[The Fight for a Free Sea: A Chronicle of the War of 1812 by Ralph D. Paine]@TWC D-Link book
The Fight for a Free Sea: A Chronicle of the War of 1812

CHAPTER V
5/24

Many of them had won promotions for gallantry in hand-to-hand combats in boarding parties, for following the bold Stephen Decatur in 1804 when he cut out and set fire to the _Philadelphia_, which had fallen into the hands of pirates at Tripoli, and helping Thomas Truxtun in 1799-1800 when the _Constellation_ whipped the Frenchmen, _L'Insurgente_ and _La Vengeance_.

In wardroom or steerage almost every man could tell of engagements in which he had behaved with credit.

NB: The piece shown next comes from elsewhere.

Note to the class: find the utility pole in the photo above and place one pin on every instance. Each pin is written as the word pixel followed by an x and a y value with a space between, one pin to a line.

Trained in the school of hard knocks, the sailor knew the value of discipline and gunnery, of the smart ship and the willing crew, while on land the soldier rusted and lost his zeal.
The bluejackets were volunteers, not impressed men condemned to brutal servitude, and they had fought to save their skins in merchant vessels which made their voyages, in peril of privateer, pirate, and picaroon, from the Caribbean to the China Sea.

The American merchant marine was at the zenith of its enterprise and daring, attracting the pick and flower of young manhood, and it offered incomparable material for the naval service and the fleets of swift privateers which swarmed out to harry England's commerce.[2] [Footnote 2: For an account of the privateers of 1812, see _The Old Merchant Marine_, by Ralph D.Paine (in _The Chronicles of America_).] The American frigates which humbled the haughty Mistress of the Seas beyond all precedent were superior in speed and hitting power to anything of their class afloat.

It detracts not at all from the glory they won to remember that in every instance they were larger and of better design and armament than the British frigates which they shot to pieces with such methodical accuracy.
When war was declared, the American Government was not quite clear as to what should be done with the navy.